The Washington State Senate Health Care Committee has unanimously passed a measure that would add post traumatic stress disorder (PTSD) as a qualifying condition for those wanting to become medical cannabis patients.
Senate Bill 5379, which was filed by Senator Steve Hobbs who’s an active member of the Army National Guard, has been sent to the Senate Rules Committee, where its passage will set it up for a full Senate vote.
The unanimous vote is in line with recent science, which shows cannabis to be beneficial for those suffering with PTSD.
According to a study published in June, 2014 in the journal Neuropsychopharmacology, cannabinoids may provide a viable treatment option for PTSD. A study published a short while later in December in the journal Psychoneuroendocrinology found that cannabis can treat PTSD-induced nightmares.

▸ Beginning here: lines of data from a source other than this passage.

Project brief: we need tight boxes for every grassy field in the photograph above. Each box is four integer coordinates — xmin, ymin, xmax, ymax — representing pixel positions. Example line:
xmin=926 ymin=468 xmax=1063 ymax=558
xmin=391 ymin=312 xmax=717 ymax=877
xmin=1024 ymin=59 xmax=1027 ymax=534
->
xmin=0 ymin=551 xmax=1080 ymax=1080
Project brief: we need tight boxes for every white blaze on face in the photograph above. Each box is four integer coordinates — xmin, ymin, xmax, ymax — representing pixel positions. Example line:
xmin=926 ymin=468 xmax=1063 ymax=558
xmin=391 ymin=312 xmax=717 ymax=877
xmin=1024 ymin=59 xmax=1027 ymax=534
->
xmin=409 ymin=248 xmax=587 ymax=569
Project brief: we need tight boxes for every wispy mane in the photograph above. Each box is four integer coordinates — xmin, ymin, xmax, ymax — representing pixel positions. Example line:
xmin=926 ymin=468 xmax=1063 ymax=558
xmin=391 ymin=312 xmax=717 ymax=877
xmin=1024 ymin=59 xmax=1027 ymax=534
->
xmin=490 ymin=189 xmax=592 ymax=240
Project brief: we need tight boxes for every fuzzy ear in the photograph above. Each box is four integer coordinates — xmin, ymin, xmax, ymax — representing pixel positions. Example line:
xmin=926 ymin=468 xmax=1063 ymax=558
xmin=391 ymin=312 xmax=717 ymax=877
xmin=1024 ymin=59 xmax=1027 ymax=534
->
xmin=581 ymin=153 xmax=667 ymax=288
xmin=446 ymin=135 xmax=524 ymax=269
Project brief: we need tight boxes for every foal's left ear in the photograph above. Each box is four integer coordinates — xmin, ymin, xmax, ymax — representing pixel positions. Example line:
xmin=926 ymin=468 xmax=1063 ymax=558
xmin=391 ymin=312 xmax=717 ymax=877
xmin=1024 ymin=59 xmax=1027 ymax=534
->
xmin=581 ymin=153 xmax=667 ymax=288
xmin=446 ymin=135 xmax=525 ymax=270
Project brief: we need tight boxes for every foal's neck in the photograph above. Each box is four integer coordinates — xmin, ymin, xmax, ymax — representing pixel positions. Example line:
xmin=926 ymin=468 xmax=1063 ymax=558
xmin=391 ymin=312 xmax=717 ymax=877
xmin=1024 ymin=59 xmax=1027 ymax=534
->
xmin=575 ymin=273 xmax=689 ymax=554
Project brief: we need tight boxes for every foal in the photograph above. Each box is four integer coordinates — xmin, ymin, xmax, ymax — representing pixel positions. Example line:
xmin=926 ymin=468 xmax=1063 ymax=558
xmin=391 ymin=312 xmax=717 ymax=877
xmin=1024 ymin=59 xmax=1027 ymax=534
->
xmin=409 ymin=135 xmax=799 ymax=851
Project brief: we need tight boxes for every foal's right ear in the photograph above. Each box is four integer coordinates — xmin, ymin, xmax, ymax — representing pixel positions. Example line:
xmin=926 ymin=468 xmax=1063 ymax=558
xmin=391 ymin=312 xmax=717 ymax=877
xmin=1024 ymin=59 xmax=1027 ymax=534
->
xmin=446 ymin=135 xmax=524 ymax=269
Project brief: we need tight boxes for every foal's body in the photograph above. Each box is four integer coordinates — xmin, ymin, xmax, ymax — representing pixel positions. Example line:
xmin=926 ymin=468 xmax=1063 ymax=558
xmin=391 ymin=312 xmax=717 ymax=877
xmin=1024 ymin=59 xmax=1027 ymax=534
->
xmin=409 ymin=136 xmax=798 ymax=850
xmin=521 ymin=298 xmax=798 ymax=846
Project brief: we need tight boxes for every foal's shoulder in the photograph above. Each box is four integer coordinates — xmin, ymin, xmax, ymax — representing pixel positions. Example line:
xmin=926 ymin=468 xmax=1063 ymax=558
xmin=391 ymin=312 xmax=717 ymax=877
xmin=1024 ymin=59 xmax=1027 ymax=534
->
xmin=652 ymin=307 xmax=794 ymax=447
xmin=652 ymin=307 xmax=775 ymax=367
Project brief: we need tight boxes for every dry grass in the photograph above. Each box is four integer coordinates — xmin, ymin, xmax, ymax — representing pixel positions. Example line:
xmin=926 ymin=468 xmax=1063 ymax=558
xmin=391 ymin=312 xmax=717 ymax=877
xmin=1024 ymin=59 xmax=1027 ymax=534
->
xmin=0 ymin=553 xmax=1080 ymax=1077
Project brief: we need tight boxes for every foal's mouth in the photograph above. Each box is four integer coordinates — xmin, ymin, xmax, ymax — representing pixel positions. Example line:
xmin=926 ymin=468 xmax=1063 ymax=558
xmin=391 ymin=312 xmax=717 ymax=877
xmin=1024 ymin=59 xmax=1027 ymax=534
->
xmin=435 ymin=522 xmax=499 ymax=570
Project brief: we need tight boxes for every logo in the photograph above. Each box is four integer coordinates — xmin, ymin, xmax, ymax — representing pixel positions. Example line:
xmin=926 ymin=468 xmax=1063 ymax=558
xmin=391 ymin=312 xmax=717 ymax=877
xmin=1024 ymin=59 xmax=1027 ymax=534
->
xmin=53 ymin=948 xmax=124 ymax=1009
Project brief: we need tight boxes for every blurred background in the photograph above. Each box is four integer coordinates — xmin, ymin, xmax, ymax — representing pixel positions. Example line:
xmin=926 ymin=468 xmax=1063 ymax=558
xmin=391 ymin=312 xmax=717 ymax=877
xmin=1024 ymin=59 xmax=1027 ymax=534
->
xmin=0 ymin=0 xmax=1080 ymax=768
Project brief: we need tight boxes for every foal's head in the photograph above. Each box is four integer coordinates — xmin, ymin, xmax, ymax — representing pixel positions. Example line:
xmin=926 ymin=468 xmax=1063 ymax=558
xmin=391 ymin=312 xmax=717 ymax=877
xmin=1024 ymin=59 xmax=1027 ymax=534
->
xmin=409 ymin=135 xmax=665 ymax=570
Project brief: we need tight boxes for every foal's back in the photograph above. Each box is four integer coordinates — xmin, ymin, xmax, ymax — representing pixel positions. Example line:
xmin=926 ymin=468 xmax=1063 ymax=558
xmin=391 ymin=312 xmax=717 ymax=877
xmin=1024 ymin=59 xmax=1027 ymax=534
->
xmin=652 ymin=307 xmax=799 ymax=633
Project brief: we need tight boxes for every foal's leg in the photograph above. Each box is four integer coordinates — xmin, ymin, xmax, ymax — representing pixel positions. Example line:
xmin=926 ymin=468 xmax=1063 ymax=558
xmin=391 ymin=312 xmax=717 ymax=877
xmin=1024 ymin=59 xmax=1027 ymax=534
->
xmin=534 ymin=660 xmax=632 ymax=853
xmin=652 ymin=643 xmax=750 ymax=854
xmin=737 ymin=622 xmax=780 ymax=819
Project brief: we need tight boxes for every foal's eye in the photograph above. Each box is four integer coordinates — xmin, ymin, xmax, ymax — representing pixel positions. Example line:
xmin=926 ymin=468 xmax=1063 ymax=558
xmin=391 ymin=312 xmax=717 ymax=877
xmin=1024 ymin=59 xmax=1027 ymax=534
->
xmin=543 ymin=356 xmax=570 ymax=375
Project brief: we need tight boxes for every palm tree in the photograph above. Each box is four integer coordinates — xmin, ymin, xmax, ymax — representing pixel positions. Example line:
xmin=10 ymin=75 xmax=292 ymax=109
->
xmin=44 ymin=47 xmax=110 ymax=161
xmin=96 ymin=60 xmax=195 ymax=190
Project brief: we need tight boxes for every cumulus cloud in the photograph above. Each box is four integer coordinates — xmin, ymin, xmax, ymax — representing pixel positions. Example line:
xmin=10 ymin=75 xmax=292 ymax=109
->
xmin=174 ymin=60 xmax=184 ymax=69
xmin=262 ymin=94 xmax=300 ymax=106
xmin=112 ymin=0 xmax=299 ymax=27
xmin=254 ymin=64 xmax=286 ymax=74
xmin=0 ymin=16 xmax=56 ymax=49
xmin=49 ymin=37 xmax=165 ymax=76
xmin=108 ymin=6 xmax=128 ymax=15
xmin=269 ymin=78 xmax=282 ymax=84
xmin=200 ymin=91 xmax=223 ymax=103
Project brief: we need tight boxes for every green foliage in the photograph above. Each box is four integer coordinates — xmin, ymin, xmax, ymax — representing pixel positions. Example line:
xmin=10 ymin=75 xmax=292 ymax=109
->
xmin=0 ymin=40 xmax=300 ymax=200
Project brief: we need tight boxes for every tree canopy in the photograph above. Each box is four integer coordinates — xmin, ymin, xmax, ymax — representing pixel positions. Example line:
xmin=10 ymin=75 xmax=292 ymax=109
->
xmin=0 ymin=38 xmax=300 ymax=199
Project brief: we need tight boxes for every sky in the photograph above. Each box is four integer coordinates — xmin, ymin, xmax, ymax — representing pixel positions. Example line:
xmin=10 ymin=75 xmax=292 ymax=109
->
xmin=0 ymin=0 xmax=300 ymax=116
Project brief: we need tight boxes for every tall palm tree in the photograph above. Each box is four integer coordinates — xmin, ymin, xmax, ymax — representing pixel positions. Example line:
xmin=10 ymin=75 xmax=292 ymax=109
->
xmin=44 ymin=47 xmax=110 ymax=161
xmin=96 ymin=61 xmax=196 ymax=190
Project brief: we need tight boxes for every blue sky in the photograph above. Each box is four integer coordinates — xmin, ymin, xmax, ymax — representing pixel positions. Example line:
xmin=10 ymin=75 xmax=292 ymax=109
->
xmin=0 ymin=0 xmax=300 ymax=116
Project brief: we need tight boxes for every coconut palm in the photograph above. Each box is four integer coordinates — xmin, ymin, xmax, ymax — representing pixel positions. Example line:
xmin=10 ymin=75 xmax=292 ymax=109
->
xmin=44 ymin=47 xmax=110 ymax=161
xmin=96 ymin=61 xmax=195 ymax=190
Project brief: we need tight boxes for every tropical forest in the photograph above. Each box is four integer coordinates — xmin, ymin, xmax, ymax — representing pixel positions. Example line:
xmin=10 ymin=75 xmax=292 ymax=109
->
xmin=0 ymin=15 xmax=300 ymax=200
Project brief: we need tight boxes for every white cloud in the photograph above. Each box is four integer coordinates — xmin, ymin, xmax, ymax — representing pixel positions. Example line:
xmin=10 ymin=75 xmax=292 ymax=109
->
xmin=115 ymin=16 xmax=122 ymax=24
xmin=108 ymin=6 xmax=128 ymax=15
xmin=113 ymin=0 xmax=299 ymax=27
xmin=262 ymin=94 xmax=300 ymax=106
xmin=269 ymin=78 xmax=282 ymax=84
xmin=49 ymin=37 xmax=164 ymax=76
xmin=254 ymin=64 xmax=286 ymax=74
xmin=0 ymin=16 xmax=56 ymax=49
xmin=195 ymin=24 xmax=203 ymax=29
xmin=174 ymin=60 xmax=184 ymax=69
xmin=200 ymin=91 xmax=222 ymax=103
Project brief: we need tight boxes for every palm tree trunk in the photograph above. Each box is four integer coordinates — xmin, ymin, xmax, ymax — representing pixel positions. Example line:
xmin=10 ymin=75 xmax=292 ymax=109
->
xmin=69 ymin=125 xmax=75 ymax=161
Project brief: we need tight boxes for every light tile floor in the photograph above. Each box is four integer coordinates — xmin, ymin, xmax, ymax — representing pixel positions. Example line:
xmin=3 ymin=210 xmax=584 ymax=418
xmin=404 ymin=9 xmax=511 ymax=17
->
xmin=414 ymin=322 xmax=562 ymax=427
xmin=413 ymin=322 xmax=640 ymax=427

In November, 2013, a government-funded study using human trials found that the cannabinoid system “may serve as a promising target for innovative intervention strategies (e.g. pharmacological enhancement of exposure-based therapy) in PTSD and other fear learning-related disorders.”
According to the National Institute of Health, PTSD affects around 7.7 million people in the United States.
If Senate Bill 5379 is approved into law, Washington will join Michigan, California, Connecticut, Delaware, Maine, Massachusetts, New Mexico, Arizona and Oregon as states that have PTSD as a qualifying medical cannabis condition.